More Monologue Jokes!

6 Mar

My high school year book photo.

These are all from the online political comedy show I am writing for called The BS of A. Its going really well and have gotten eleven jokes on the show so far. Note: I only post the jokes that DID NOT make the air.

A Florida man was arrested during a festival held by the “Redneck Yacht Club” after he destroyed a 16-year-old girl’s car by driving over it with this van. The woman decided not to press charges after she admitted to being the man’s cousin/wife.

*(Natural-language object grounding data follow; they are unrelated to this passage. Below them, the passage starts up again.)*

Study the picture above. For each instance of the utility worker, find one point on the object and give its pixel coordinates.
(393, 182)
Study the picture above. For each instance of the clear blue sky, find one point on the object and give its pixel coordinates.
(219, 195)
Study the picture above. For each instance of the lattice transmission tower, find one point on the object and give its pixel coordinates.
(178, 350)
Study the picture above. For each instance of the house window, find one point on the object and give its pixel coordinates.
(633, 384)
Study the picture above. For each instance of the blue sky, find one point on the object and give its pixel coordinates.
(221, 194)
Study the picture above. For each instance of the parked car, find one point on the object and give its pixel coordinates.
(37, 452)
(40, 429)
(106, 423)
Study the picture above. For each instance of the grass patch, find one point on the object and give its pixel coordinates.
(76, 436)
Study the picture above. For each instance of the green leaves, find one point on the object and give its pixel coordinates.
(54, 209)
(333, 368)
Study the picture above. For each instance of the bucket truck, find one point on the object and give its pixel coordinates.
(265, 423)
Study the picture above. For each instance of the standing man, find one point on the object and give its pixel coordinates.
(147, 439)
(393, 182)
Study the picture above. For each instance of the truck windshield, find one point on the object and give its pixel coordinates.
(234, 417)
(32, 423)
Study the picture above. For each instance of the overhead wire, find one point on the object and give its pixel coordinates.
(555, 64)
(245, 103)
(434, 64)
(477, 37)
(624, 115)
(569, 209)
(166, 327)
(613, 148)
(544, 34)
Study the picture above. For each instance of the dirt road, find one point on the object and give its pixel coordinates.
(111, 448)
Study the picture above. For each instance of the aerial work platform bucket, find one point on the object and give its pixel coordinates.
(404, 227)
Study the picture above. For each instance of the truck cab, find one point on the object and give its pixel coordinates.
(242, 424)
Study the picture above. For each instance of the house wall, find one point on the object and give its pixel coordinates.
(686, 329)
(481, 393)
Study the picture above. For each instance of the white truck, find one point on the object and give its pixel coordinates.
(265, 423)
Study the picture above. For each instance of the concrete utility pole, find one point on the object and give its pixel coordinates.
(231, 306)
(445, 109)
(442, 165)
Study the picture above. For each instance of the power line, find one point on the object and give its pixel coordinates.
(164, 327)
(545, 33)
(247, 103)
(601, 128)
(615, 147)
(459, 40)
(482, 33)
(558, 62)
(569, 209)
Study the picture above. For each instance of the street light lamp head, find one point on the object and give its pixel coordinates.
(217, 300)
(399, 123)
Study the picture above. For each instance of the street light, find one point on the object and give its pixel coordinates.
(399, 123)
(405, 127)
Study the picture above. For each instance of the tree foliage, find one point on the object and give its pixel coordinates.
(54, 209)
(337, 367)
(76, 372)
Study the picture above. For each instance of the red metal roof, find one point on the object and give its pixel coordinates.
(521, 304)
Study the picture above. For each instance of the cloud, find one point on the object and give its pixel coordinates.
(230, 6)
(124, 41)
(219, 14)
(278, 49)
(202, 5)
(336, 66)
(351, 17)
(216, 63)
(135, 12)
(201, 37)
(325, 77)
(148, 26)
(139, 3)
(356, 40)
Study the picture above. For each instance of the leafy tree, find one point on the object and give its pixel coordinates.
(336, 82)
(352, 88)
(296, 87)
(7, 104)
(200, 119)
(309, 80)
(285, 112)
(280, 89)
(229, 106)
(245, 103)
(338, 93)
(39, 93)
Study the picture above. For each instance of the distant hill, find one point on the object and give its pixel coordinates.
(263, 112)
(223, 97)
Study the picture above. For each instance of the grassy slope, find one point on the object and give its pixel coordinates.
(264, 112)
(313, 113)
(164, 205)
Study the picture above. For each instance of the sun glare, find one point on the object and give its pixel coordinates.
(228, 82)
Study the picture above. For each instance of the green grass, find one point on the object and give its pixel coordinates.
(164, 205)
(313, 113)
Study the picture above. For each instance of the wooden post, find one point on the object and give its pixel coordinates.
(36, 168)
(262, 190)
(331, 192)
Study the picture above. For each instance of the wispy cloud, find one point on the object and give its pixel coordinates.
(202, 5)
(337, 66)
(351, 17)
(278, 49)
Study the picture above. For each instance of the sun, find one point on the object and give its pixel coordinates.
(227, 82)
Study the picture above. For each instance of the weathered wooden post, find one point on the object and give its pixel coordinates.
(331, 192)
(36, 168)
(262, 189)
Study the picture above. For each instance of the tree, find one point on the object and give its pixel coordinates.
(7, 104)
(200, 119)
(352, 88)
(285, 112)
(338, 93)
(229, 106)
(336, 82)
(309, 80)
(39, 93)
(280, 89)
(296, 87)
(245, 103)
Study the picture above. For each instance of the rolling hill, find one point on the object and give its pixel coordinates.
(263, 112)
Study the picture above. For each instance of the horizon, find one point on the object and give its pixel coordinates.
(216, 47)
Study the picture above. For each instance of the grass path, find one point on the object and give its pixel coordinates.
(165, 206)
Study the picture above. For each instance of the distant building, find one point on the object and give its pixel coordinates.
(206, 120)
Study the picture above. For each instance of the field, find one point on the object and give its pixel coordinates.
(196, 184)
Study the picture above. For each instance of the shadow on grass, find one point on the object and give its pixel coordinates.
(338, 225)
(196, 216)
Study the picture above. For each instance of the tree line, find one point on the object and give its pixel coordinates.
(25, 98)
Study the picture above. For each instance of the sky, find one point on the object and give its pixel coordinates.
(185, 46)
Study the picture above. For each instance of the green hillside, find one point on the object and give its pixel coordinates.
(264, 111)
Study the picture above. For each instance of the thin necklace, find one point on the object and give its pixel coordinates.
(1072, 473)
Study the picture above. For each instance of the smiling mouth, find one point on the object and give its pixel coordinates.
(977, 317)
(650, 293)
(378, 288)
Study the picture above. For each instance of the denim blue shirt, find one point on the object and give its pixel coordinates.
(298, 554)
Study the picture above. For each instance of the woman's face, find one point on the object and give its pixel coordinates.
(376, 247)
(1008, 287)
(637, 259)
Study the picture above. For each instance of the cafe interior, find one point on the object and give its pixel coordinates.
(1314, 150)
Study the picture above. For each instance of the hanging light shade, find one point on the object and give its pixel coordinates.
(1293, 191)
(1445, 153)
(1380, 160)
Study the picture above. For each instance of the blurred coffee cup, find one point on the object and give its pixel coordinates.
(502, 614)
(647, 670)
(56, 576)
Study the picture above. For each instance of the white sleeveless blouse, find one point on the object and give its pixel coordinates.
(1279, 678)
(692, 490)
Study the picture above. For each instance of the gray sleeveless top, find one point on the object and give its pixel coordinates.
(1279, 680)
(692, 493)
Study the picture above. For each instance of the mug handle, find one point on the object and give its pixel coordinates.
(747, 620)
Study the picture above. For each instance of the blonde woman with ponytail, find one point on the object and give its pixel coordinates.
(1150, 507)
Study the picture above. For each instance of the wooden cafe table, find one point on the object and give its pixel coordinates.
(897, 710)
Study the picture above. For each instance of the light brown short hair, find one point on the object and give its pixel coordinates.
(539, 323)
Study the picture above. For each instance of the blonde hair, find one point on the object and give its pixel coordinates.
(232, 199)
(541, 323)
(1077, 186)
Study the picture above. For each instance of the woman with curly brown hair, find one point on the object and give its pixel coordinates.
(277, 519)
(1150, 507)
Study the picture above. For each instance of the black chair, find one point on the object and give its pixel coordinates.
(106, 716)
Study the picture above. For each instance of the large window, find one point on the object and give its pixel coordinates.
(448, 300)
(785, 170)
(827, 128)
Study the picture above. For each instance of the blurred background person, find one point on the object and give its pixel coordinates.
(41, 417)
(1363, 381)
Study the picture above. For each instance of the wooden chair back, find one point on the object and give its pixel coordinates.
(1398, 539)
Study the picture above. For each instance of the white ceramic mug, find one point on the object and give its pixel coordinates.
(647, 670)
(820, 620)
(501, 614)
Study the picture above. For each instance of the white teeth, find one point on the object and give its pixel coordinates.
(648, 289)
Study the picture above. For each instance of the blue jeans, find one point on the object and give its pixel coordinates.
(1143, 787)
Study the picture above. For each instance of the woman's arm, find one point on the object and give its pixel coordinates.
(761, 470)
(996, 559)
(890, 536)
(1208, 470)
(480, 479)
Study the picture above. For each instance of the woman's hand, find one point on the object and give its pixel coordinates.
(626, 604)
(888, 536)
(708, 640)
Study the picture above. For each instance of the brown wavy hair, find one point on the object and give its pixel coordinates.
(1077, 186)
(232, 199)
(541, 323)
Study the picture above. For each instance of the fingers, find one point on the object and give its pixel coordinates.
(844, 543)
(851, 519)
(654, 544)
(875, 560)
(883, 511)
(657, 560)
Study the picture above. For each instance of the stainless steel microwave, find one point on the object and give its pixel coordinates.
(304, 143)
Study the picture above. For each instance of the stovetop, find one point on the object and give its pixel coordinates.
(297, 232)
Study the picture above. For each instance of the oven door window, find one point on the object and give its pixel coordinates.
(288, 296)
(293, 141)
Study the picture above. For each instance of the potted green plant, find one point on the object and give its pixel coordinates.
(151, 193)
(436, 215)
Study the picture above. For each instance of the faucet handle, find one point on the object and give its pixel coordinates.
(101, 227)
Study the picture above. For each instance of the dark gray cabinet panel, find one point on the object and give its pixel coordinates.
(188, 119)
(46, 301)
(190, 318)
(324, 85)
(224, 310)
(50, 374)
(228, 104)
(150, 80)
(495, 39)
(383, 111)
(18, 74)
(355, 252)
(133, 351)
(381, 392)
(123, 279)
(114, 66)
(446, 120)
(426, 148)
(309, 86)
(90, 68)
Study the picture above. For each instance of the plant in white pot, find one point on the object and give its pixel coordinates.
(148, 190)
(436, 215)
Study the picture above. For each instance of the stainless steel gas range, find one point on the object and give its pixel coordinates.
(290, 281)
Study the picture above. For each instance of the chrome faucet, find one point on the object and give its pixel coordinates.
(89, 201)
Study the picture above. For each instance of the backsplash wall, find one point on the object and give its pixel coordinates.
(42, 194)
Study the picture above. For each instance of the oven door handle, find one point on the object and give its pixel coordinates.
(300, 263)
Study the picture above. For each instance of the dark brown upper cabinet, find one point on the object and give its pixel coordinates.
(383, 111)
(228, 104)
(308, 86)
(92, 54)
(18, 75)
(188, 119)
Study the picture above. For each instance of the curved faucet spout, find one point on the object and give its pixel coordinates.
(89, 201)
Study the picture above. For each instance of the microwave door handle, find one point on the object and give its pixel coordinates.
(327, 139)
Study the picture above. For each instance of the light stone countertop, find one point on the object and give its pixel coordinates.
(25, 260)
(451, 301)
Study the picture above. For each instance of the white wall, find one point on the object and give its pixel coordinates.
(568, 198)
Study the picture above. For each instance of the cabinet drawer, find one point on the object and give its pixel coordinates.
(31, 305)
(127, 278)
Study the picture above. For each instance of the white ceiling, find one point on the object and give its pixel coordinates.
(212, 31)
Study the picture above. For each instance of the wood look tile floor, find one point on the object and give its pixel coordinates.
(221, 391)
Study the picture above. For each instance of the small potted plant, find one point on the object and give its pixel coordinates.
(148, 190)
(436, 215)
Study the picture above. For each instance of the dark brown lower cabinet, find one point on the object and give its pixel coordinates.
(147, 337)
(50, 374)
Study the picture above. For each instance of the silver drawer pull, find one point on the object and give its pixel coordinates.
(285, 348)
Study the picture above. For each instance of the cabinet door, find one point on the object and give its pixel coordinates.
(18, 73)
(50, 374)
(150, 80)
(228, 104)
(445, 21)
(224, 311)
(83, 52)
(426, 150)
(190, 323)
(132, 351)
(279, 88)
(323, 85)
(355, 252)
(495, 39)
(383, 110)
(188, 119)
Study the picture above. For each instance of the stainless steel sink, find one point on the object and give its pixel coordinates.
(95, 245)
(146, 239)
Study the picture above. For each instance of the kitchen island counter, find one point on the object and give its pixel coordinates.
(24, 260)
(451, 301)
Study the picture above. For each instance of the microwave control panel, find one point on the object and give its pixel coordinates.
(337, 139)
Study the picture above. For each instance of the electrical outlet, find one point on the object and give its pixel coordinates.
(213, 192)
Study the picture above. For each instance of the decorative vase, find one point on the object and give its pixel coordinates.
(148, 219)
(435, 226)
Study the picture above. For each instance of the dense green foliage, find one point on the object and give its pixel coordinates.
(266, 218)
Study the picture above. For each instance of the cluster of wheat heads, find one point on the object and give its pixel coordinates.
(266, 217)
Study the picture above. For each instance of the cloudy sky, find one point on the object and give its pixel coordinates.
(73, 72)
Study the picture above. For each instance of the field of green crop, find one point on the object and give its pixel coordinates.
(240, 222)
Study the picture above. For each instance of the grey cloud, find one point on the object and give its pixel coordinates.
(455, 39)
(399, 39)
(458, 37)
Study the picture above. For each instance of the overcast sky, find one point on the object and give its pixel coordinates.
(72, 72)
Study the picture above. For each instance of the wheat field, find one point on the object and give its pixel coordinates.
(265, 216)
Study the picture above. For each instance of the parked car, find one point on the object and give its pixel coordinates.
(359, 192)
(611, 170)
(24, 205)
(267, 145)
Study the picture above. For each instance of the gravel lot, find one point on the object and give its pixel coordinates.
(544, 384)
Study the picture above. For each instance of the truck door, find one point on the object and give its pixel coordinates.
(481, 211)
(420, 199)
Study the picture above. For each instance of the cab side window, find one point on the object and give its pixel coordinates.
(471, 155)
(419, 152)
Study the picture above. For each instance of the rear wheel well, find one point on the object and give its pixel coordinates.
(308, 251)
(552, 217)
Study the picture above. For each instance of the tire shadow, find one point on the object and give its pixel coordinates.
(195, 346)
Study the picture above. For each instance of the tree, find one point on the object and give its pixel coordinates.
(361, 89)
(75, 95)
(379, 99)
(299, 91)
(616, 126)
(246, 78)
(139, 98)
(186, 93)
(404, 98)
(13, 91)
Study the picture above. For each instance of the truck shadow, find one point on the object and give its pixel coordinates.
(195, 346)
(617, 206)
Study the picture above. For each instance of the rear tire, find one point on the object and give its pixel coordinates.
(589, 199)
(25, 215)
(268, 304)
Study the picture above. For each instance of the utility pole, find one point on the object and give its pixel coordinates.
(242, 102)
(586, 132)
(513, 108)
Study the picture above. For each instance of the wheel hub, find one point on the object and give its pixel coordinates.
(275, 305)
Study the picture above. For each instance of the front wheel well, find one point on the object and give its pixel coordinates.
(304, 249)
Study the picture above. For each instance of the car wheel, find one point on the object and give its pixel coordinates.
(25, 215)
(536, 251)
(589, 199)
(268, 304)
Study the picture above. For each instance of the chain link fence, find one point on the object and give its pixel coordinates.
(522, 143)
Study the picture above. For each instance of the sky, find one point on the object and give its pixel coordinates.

Ben & Jerry’s ice cream unveiled a new flavor honoring Asian-American New York Knicks point guard Jeremy Lin containing China-inspired ingredients like lychee honey, but pulled one key ingredient for fear that it may be racist: fortune cookies. The company has named the new flavor “Me Love You Lin Time.”

The Wyoming house passed a “doomsday bill” this Friday, which will create a task force to study how the government would cope with disasters like terrorist attacks, food shortages, and complete government shutdown, or as they call it in the middle east, “living.”

A Michigan-based fitness center is offering a course in “Doga”– yoga for dogs. The most popular yoga position among dogs is downward-facing human.

Scientists at NASA say that they agency plans to cut many of its major space exploration programs, including its mission to Mars. Newt Gingrich said as president, he would save NASA then leave it for a hotter better looking agency.